O primeiro-ministro considera "absurdas" as críticas de que o Governo vai canalizar para o Estado os novos fundos europeus esquecendo as empresas. Costa pede debate "gerador de consensos" e com metas bem definidas.

Um dia depois de receber os partidos com assento parlamentar, António Costa responde às críticas dos partidos à direita do PS que acusam o Governo de privilegiar o Estado.

"Não se caia nesse debate absurdo sobre se este Plano de Recuperação e Resiliência deve investir no Estado ou nas empresas. Este plano tem de investir nas pessoas e nas empresas. E para servir melhor as pessoas e as empresas precisamos de um Estado mais robusto e eficiente", defendeu António Costa, sob aplausos dos deputados do PS, reunidos na "Jornadas de Trabalho", no Centro Cultural de Belém, em Lisboa.

Era uma resposta a partidos como a Iniciativa Liberal, CDS e PSD que na segunda-feira deixaram críticas ao peso de investimentos na administração pública.

Costa responde que "basta falar com muitos empresários para explicarem: mais do que subsídios precisamos de uma justiça eficaz e de uma Administração Pública eficiente".

Perante os deputados socialistas, o primeiro-ministro e líder do PS alertou para a "gigantesca responsabilidade" que representa a aplicação dos fundos europeus, que considerou não serem "um cheque" mas um "compromisso com a União Europeia".

"Não podemos perder tempo, porque a crise está aí, são milhares de empresas que estão ameaçadas de poder fechar, são milhares de postos de trabalho que já foram perdidos ou que estão ameaçados, e assiste-se a uma perda de rendimentos no conjunto a sociedade que pode vir a atingir as famílias", alerta o Primeiro-Ministro.

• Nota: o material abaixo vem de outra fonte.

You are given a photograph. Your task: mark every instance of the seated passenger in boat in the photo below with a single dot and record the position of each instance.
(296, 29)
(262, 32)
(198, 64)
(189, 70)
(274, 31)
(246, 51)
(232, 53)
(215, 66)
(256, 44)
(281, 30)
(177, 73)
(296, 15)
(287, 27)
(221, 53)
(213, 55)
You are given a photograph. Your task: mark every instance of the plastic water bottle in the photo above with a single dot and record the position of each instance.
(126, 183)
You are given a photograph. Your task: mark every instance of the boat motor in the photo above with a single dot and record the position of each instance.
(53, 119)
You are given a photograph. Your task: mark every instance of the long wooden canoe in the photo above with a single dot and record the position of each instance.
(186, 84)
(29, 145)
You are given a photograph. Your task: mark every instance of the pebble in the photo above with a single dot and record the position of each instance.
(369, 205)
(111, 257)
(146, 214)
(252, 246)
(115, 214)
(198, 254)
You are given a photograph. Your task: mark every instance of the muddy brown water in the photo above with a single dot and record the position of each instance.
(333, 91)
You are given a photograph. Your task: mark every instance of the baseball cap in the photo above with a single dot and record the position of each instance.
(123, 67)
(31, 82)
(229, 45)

"A pior coisa que nos podia acontecer é iniciar-se este ciclo numa situação tão crítica como a atual e podermos dar-nos ao luxo de ao longo de dez anos passarmos o tempo a hesitar, a ter dúvidas e a voltar ao princípio, reabrindo as decisões que sucessivos governos vão tomando. Se, nos próximos dez anos, fizemos aquilo que foi feito nos últimos 50 anos a propósito do aeroporto de Lisboa, então daqui a dez chegaremos ao fim com muito dinheiro gasto em estudos, mas sem se fazer nada de efetivamente concreto que altere a realidade do país", avisa Costa prometendo, mais uma vez, que haverá "transparência e menos burocracia" na aplicação dos fundos.